My God, with certain small changes, this virus could become one that travels in rapid respiratory transmission through humans. I’m talking about the Black Death. Imagine a virus with the infectiousness of influenza and the mortality rate of the black plague in the Middle Ages—that’s what we’re talking about.
The paving of Kinshasa Highway affected every person on earth, and turned out to be one of the most important events of the twentieth century. It has already cost at least ten million lives, with the likelihood that the ultimate number of human casualties will vastly exceed the deaths in the Second World War. In effect, I had witnessed a crucial event in the emergence of AIDS, the transformation of a thread of dirt into a ribbon of tar.
Say “Ahh,” Kitum Cave. Do you have a virus? No instruments, no senses can tell you if you are in the presence of the predator. I turned off my lights and stood in total darkness, feeling a bath of sweat trickle down my chest, hearing the thump of my heart and the swish of blood in my head.

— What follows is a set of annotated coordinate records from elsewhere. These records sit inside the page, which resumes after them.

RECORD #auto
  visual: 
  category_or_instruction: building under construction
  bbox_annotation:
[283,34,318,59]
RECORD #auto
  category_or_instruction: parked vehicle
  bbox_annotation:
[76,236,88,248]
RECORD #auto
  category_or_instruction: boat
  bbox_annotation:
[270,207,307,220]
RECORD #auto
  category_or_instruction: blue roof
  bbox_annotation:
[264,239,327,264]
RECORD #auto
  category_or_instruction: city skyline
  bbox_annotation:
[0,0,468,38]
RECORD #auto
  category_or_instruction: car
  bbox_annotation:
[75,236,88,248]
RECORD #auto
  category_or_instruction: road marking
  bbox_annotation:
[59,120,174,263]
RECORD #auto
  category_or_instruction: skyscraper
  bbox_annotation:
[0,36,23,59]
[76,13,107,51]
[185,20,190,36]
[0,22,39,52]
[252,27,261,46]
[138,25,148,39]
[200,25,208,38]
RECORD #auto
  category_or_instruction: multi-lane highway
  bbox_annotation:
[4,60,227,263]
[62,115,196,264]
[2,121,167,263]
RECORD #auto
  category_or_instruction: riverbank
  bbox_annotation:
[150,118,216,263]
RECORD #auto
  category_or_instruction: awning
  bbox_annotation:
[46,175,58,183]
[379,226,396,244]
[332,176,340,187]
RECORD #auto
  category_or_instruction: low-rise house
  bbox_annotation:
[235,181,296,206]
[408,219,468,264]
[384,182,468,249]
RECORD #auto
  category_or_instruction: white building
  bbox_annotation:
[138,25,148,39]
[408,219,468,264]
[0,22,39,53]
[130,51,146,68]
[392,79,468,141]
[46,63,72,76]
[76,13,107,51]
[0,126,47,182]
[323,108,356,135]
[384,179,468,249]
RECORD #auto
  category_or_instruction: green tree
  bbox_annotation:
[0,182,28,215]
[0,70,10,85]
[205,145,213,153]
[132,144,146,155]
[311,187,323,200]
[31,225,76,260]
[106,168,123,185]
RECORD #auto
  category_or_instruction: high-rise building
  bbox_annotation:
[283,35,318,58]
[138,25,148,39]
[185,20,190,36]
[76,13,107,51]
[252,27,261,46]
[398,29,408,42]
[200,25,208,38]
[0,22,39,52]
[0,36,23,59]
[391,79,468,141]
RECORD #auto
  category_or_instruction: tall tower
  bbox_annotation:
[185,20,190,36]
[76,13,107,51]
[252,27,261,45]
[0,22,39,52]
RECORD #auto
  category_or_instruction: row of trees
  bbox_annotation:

The emergence of AIDS, Ebola, and any number of other rain-forest agents appears to be a natural consequence of the ruin of the tropical biosphere. The emerging viruses are surfacing from ecologically damaged parts of the earth…In a sense, the earth is mounting an immune response against the human species…Perhaps the biosphere does not “like” the idea of five million humans…Nature has interesting ways of balancing itself. The rain forest has its own defenses. The earth’s immune system, so to speak, has recognized the presence of the human species and is starting to kick in. The earth is attempting to rid itself of an infection by the human parasite. Perhaps AIDS is the first step in a natural process of clearance.
I suspect that AIDS might not be Nature’s preeminent display of power. Whether the human race can actually maintain a population of five billion or more without a crash with a hot virus remains an open question. Unanswered. The answer lies hidden in the labyrinth of tropical ecosystems. AIDS is the revenge of the rain forest. It may only be the beginning.
Life had reestablished itself in the monkey house. Ebola had risen in these rooms, flashed its colors, fed, and subsided into the forest. It will be back.